Just hours after unveiling its pseudo-Web browser "Axis," which serves as a visual search tool on desktop and mobile devices, Yahoo was forced to disable the Chrome version on the desktop due to security concerns. Turns out the company accidentally leaked the private security key used to sign the extension, which could allow anyone to create malicious plugins masquerading as official Yahoo! software.

Australian security blogger Nik Cubrilovic, who last year garnered notice for identifying Facebook's tracking cookies, first exposed the certificate blunder on his blog and advised users not to install the extension "until the issue is clarified". Cubrilovic explained that by inadvertently making this key public, people could use it sign malicious software and trick Google into thinking it was legitimate:

"The clearest implication is that with the private certificate file and a fake extension you can create a spoofed package that captures all web traffic, including passwords, session cookies, etc. The easiest way to get this installed on a victim's machine would be to DNS spoof the update URL. The next time the extension attempts to update it will silently install and run the spoofed extension."

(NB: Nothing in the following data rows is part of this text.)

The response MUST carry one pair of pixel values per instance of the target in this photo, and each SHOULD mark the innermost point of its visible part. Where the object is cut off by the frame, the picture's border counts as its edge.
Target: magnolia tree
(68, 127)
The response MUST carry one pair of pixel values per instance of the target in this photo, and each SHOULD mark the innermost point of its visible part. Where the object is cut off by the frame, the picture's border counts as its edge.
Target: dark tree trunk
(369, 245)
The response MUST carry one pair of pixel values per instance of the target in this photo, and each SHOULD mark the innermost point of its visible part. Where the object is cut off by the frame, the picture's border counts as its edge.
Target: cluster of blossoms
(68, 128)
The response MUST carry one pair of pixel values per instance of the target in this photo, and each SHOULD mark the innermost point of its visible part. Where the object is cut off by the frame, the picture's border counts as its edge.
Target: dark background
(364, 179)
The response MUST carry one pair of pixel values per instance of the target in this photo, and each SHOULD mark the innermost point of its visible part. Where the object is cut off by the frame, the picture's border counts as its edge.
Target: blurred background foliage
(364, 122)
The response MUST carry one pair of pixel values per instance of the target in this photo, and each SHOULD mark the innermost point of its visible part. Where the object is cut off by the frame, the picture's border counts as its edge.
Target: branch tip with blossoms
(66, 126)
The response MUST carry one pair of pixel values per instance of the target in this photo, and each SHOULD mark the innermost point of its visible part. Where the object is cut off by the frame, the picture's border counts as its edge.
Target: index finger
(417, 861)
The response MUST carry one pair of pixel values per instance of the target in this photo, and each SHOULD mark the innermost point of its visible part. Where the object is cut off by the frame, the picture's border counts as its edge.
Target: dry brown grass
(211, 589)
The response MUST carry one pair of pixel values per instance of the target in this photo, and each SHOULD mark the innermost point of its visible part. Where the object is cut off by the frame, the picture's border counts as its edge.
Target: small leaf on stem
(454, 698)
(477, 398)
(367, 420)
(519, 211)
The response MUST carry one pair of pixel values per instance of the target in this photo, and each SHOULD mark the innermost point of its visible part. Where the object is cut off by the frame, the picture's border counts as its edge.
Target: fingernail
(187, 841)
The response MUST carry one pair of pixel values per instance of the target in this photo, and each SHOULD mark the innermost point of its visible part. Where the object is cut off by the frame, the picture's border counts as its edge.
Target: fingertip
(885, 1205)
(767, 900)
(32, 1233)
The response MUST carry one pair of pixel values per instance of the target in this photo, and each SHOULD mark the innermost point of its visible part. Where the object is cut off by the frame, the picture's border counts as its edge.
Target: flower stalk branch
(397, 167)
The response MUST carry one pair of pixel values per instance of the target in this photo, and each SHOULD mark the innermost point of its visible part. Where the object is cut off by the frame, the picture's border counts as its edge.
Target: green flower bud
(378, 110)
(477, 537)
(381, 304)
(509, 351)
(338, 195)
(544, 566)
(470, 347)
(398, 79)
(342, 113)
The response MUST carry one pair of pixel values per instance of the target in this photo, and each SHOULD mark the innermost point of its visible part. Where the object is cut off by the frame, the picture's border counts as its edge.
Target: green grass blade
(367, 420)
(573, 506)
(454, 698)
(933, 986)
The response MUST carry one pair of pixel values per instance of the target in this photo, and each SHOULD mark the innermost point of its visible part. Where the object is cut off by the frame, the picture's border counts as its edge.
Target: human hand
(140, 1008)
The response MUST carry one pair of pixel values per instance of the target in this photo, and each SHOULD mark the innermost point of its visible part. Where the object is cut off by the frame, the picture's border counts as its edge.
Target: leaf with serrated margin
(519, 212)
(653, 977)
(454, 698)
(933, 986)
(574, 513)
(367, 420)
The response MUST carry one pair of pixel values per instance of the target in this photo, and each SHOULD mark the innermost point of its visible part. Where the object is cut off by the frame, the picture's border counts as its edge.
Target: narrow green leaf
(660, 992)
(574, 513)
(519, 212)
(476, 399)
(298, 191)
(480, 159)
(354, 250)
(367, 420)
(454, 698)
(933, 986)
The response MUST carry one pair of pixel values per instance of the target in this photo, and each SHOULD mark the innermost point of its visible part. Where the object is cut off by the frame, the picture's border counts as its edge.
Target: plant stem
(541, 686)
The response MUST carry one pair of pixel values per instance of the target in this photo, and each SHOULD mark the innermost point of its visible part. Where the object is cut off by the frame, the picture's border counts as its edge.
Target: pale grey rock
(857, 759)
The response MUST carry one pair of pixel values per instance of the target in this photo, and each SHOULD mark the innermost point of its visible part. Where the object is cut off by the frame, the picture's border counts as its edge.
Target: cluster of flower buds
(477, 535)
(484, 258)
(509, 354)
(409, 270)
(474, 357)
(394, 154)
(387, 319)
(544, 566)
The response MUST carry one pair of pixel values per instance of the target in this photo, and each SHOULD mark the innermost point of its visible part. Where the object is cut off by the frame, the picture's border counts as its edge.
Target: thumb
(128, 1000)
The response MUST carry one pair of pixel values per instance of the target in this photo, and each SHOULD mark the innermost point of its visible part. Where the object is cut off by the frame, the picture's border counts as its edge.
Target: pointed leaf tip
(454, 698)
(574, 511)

Yahoo has since released an updated version of the extension that removes the private key. The company also blacklisted the exposed certificate key with Google so that anyone who had already installed the Chrome extension for Axis won't be vulnerable to such attacks in the future.

All in all the company was quick to react and address security concerns, but the fumbled launch certainly isn't helping the struggling firm look particularly good after the resume-padding drama that forced then CEO Scott Thompson to resign, and insider trading charges involving a former Yahoo executive.